Hi Tony
I recently had my nephew over for work experirnce. Not a lot of work on so we started pulling apart about ten years work of accumulated hard disks. There were about two hundred and it took quite a bit of time. At the end we ended up with loads of chassis, some stainless and the platters.
I took them all off the a scrap yard to see what I could get for them and it turned out that we averaged $0.50/hr. A complete waste of time.
The platters are cut from very high purity aluminium, wash ground, sputtered with a cobalt based alloy and then burnished, spanked soundly and sent to bed without supper.
They are a problem like just about anything to do with dead electronic componentry.
Really they are several problems. Firstly they contain loats of useful very high purity minerals.
Secondly, they contain them is such small quantities that they it is not ecconomically feasible to reclaim those minerals.
Thirdly many of the minerals are toxic albeit in the single computer there is little chance of anyone getting sick.
In the 1850's here in Victoria we had a mamoth gold rush and many people from around the world decided to have a go. Included in those people wre many Chinese. The Chinese copped it a bit from the round eyes for all sorts of reasons, not least of which that they were Chinese.
We had riots, something Anglo Saxons are quite good at.
At the heart of the riots which killed many Chinese was the fact that the Chinese were prepared to work harder for smaller reward than the mostly British expats. The Chinese would go through the tailings and mullock heaps after the whitey's had finished with them and pick out the flecks that no-one else could be bothered with. The made some money and got killed.
The three most noticable minerals in a computer are steel, aluminium and gold.
I don't know of any metal recyclers who will take steel and pay you for it in quantities of less than 500kg. Aluminium is broken into several classes according the the amount of other crap there is adhering to it or incorporated within it. Thus you will not be able to convince your local metalo that the aluminium platters from hard drives are really high class items. You will get a reduced price for them. You wont get a decent price for the chassis because of the paint on them.
The stainless steel that makes up the lids has bits of adhesive which will recude their value.
The gold in computers is typically laid on in thicknesses of between 25 and 50 microns.

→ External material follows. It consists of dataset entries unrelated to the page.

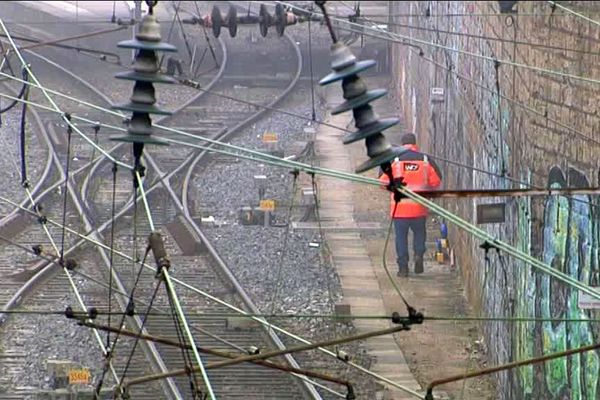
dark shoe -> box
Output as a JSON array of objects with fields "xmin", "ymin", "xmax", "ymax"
[{"xmin": 415, "ymin": 256, "xmax": 423, "ymax": 274}]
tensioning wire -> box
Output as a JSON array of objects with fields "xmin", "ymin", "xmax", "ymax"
[
  {"xmin": 0, "ymin": 309, "xmax": 600, "ymax": 324},
  {"xmin": 276, "ymin": 1, "xmax": 600, "ymax": 84},
  {"xmin": 3, "ymin": 76, "xmax": 600, "ymax": 304}
]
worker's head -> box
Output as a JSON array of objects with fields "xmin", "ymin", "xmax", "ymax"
[{"xmin": 400, "ymin": 133, "xmax": 417, "ymax": 146}]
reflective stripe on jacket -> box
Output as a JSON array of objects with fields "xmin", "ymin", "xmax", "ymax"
[{"xmin": 379, "ymin": 145, "xmax": 442, "ymax": 218}]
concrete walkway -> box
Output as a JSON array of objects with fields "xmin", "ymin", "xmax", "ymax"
[{"xmin": 316, "ymin": 90, "xmax": 421, "ymax": 400}]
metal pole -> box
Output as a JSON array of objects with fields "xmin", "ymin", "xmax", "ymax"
[
  {"xmin": 131, "ymin": 0, "xmax": 142, "ymax": 64},
  {"xmin": 161, "ymin": 268, "xmax": 217, "ymax": 400},
  {"xmin": 308, "ymin": 18, "xmax": 317, "ymax": 121}
]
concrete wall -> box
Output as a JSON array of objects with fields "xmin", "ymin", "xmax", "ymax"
[{"xmin": 390, "ymin": 1, "xmax": 600, "ymax": 399}]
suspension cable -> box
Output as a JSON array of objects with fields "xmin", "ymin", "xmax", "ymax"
[{"xmin": 274, "ymin": 1, "xmax": 600, "ymax": 84}]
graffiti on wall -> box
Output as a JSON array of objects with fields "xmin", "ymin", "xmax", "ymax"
[{"xmin": 513, "ymin": 167, "xmax": 600, "ymax": 400}]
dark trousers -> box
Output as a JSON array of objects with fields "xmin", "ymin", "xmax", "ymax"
[{"xmin": 394, "ymin": 217, "xmax": 427, "ymax": 269}]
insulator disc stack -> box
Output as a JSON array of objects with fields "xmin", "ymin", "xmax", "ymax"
[
  {"xmin": 319, "ymin": 42, "xmax": 405, "ymax": 173},
  {"xmin": 111, "ymin": 8, "xmax": 177, "ymax": 147}
]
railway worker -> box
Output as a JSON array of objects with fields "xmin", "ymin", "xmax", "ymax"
[{"xmin": 379, "ymin": 133, "xmax": 442, "ymax": 277}]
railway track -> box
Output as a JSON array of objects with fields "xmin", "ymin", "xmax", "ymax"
[{"xmin": 3, "ymin": 5, "xmax": 322, "ymax": 399}]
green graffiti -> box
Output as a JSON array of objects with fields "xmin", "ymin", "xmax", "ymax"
[
  {"xmin": 540, "ymin": 184, "xmax": 569, "ymax": 397},
  {"xmin": 536, "ymin": 170, "xmax": 600, "ymax": 400},
  {"xmin": 515, "ymin": 173, "xmax": 536, "ymax": 398}
]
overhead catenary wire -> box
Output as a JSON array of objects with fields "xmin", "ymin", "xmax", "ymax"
[
  {"xmin": 276, "ymin": 1, "xmax": 600, "ymax": 84},
  {"xmin": 0, "ymin": 18, "xmax": 131, "ymax": 169},
  {"xmin": 0, "ymin": 18, "xmax": 125, "ymax": 390},
  {"xmin": 547, "ymin": 1, "xmax": 600, "ymax": 26},
  {"xmin": 5, "ymin": 68, "xmax": 600, "ymax": 204},
  {"xmin": 0, "ymin": 76, "xmax": 600, "ymax": 304},
  {"xmin": 7, "ymin": 56, "xmax": 600, "ymax": 202},
  {"xmin": 1, "ymin": 21, "xmax": 418, "ymax": 400},
  {"xmin": 0, "ymin": 189, "xmax": 423, "ymax": 399},
  {"xmin": 0, "ymin": 55, "xmax": 600, "ymax": 184},
  {"xmin": 0, "ymin": 228, "xmax": 253, "ymax": 352},
  {"xmin": 2, "ymin": 20, "xmax": 596, "ymax": 400},
  {"xmin": 359, "ymin": 19, "xmax": 600, "ymax": 56}
]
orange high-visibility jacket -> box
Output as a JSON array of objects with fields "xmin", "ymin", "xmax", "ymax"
[{"xmin": 379, "ymin": 144, "xmax": 442, "ymax": 218}]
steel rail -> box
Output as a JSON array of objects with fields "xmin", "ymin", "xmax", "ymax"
[
  {"xmin": 0, "ymin": 17, "xmax": 324, "ymax": 393},
  {"xmin": 415, "ymin": 187, "xmax": 600, "ymax": 199},
  {"xmin": 79, "ymin": 322, "xmax": 350, "ymax": 389}
]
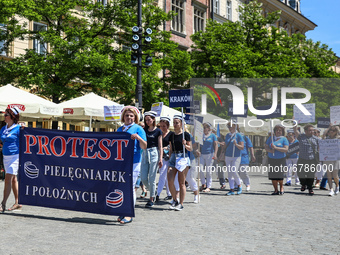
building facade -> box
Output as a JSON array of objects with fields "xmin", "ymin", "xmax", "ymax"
[{"xmin": 165, "ymin": 0, "xmax": 317, "ymax": 50}]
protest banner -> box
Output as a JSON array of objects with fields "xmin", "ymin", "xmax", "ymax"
[
  {"xmin": 293, "ymin": 104, "xmax": 315, "ymax": 123},
  {"xmin": 19, "ymin": 128, "xmax": 134, "ymax": 217},
  {"xmin": 319, "ymin": 139, "xmax": 340, "ymax": 161},
  {"xmin": 330, "ymin": 105, "xmax": 340, "ymax": 125},
  {"xmin": 104, "ymin": 105, "xmax": 124, "ymax": 121}
]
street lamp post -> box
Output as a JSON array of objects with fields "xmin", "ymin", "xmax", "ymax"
[
  {"xmin": 131, "ymin": 0, "xmax": 152, "ymax": 116},
  {"xmin": 136, "ymin": 0, "xmax": 143, "ymax": 118}
]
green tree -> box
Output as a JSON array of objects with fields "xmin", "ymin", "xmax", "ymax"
[{"xmin": 0, "ymin": 0, "xmax": 192, "ymax": 108}]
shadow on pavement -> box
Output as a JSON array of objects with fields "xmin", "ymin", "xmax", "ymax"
[{"xmin": 2, "ymin": 212, "xmax": 123, "ymax": 225}]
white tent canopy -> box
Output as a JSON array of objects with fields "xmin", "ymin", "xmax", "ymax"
[
  {"xmin": 59, "ymin": 92, "xmax": 119, "ymax": 129},
  {"xmin": 59, "ymin": 92, "xmax": 119, "ymax": 120},
  {"xmin": 0, "ymin": 84, "xmax": 62, "ymax": 118}
]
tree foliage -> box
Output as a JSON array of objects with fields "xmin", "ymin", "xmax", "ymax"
[{"xmin": 0, "ymin": 0, "xmax": 192, "ymax": 108}]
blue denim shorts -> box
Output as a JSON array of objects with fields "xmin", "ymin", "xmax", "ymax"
[{"xmin": 169, "ymin": 153, "xmax": 191, "ymax": 168}]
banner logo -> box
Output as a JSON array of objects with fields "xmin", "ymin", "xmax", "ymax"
[
  {"xmin": 106, "ymin": 189, "xmax": 124, "ymax": 208},
  {"xmin": 24, "ymin": 161, "xmax": 39, "ymax": 179}
]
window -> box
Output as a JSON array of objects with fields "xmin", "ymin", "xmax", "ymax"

There really sin't much of it and unlike twenty five years ago when it was thicker, it is now not really ecconomically recoverable, even with a gold price of over $1,500.00/oz
So, what do you do with them and all of the rest of the junk in a computer or television?
Currently a very large proportion of it gets kibbled and stuck into land fill. Personally I think that this is wrong. Economics is a very variable thing. Certainly we have not gone back to the days of rag picking or pure collecting but I can see a day not too far off when it will be ecconomically viable to start processing large quantities of kibble for the constituent minerals IF the kibble is readilly accessible. If it is scattered all over land fill, it will not be viable.
Therefore I reckon that it should be stored separately. Still in land fill if that is all we have (not suggesting that it is) but in one easily excavatable hole.
What can we do? I think we should continue to pull things apart prividing doing so means that the components can be stored more easily that way. A printer is mostly space as is a computer but uit turns out that the most space efficient was to store the components, unless you have a kibbler, is to just leave them assembled.
And then just leave then in the Dust Collection Corner until you have sufficient to do something about.
I appologise if this doesn't quite make sense, I am still working it out.